Per decision log entry "Data Analysis Training Split" we prefer static 

In [1]:
from pathlib import Path
import json

import torch
from torch.utils.data import (
    ConcatDataset,
    Dataset,
    random_split,
)

from blocktrain.datasets.ir_folder_image_file_system_dataset import (
    FolderImageFileSystemDataset,
)
import blocktrain

In [2]:
SEED = 123
DATASET_PATH = Path("/mnt/d/drone_data/training-data")
SPLITS = [0.60, 0.20, 0.20]

In [3]:
folder_datasets: list[Dataset] = [

    # note hardcoded[0]th index is because we expect 1 
    FolderImageFileSystemDataset(list(dataset_folder.glob("*.json"))[0], dataset_folder)

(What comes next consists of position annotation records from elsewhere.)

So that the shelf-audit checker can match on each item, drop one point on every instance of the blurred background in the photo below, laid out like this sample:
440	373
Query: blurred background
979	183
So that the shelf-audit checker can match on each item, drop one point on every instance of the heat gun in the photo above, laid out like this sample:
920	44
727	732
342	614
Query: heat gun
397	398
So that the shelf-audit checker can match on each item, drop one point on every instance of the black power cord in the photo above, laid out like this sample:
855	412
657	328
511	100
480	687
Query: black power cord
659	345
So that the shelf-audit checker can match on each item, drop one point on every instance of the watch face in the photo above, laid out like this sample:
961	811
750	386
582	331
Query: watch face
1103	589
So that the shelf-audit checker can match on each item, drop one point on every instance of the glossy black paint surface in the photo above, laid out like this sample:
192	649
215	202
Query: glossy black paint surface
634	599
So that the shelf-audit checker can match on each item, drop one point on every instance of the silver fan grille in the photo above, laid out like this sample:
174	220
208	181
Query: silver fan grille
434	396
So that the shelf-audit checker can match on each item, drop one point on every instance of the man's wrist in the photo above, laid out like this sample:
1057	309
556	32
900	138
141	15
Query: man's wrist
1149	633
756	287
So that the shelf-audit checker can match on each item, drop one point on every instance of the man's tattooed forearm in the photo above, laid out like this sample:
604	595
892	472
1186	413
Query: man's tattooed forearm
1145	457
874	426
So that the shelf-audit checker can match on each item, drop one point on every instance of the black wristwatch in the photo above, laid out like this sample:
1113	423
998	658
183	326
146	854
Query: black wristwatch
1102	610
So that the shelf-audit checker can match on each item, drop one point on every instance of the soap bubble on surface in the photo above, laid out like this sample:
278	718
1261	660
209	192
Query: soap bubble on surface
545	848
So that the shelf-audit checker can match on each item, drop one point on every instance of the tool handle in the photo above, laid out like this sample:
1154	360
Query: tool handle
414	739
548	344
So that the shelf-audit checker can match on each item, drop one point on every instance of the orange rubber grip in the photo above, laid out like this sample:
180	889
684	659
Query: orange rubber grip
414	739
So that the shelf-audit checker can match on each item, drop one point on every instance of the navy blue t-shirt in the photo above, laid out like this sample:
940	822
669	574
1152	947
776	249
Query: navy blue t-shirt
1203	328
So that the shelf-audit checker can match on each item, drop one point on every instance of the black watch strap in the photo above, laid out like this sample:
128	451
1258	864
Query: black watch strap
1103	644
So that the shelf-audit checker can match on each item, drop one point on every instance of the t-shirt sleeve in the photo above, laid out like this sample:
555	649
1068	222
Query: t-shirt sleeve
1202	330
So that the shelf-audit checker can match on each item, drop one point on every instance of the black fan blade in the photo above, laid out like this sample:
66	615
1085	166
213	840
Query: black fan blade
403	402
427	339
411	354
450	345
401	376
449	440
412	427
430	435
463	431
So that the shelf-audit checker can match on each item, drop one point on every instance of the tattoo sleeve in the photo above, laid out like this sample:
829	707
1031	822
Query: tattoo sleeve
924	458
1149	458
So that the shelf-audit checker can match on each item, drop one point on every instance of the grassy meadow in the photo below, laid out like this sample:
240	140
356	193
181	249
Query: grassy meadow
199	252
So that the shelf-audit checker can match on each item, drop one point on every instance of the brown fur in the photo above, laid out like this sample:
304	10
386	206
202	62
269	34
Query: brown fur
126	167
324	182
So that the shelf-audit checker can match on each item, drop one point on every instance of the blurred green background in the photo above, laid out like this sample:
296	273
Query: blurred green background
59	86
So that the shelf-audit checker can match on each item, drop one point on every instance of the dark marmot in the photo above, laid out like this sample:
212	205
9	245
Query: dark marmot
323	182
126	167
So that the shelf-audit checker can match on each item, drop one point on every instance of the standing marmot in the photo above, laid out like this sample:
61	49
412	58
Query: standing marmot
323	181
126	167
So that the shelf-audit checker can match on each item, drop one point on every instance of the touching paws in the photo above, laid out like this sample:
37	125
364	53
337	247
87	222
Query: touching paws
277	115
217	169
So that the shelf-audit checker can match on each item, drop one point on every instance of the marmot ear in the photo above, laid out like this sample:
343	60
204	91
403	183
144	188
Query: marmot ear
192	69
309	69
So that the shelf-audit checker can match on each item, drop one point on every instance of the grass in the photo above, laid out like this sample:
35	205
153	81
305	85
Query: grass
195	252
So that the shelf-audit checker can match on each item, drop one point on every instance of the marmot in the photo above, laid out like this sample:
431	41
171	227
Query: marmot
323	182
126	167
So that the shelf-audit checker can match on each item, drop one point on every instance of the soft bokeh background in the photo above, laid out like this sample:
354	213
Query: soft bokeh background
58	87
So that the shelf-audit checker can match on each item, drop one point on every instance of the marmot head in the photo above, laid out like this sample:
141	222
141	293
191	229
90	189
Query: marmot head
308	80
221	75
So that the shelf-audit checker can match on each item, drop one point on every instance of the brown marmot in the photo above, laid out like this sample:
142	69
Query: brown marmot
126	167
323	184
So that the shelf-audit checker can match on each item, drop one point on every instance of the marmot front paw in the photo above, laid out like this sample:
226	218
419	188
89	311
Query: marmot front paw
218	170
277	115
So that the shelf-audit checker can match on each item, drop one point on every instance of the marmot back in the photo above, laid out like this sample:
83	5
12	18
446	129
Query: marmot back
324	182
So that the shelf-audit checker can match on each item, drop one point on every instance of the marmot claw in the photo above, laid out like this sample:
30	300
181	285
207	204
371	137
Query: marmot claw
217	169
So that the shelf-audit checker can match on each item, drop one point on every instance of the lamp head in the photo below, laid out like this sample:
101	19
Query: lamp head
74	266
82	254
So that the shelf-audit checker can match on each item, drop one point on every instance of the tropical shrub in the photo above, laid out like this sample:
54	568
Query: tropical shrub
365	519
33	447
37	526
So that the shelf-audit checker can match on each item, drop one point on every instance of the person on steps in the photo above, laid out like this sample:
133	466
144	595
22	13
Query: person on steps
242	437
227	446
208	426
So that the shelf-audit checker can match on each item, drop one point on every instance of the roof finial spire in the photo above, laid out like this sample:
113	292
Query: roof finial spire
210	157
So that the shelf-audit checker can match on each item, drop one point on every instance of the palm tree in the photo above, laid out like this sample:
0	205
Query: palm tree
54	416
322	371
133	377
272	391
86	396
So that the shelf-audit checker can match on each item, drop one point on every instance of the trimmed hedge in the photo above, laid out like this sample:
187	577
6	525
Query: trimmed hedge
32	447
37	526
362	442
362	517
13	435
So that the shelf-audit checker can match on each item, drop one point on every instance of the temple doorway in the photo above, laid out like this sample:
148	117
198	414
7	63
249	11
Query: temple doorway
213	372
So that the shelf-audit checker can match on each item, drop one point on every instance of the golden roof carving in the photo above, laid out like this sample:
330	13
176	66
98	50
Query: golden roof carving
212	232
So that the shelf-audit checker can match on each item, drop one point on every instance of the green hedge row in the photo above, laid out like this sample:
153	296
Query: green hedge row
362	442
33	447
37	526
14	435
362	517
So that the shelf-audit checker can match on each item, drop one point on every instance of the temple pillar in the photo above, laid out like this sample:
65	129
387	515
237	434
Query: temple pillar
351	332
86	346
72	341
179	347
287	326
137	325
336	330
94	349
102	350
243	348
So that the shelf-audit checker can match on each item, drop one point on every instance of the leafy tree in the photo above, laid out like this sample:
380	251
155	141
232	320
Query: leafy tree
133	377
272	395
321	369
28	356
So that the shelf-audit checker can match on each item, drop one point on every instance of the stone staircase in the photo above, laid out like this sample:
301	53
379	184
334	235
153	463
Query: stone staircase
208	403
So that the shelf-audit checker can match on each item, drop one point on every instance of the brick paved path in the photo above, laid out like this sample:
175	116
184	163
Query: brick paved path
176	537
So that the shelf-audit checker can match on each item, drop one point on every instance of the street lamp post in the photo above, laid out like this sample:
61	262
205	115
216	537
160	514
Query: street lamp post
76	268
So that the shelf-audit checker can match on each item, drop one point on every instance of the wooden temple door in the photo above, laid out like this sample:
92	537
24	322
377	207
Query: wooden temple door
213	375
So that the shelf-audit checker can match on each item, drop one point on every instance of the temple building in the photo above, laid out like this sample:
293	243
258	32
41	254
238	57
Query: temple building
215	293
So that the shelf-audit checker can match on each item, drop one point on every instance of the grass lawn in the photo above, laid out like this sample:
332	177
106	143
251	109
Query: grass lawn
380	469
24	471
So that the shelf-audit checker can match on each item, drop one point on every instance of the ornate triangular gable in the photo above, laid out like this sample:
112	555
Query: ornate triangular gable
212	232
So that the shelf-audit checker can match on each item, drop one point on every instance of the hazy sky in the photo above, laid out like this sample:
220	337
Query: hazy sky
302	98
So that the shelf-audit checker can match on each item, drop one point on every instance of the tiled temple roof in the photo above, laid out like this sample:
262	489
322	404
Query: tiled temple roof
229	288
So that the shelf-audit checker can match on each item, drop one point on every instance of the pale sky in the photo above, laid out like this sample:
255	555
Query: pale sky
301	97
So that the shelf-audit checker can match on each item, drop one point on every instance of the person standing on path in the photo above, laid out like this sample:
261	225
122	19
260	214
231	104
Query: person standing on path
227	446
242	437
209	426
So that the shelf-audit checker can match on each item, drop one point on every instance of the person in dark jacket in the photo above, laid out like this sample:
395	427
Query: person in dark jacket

    for dataset_folder in list(DATASET_PATH.glob("*_1"))
]

# concatonate all datasets into a single dataset with all training examples
concat_dataset = ConcatDataset(folder_datasets)

In [4]:
print(f"There are {len(concat_dataset)} training examples in the entire dataset before plitting")

There are 13502 training examples in the entire dataset before plitting


In [5]:
generator = torch.Generator().manual_seed(SEED)

DATASET_INDEX_LIST: dict[str, list[int]] = dict(zip(
    ["train_indicies", "eval_indicies", "test_indicies"], 
    random_split(range(len(concat_dataset)), SPLITS, generator=generator)
))

Save dataset indicies in a stable way

In [6]:
data_folder = Path(blocktrain.__file__).parent.parent.parent/"data"
for key in DATASET_INDEX_LIST:
    json.dump(list(DATASET_INDEX_LIST[key]), (data_folder/f"{key}.json").open('w'))

In [7]:
print(f"the train/eval/test datasets have {len(DATASET_INDEX_LIST["train_indicies"])}/{len(DATASET_INDEX_LIST["eval_indicies"])}/{len(DATASET_INDEX_LIST["test_indicies"])} respectively images")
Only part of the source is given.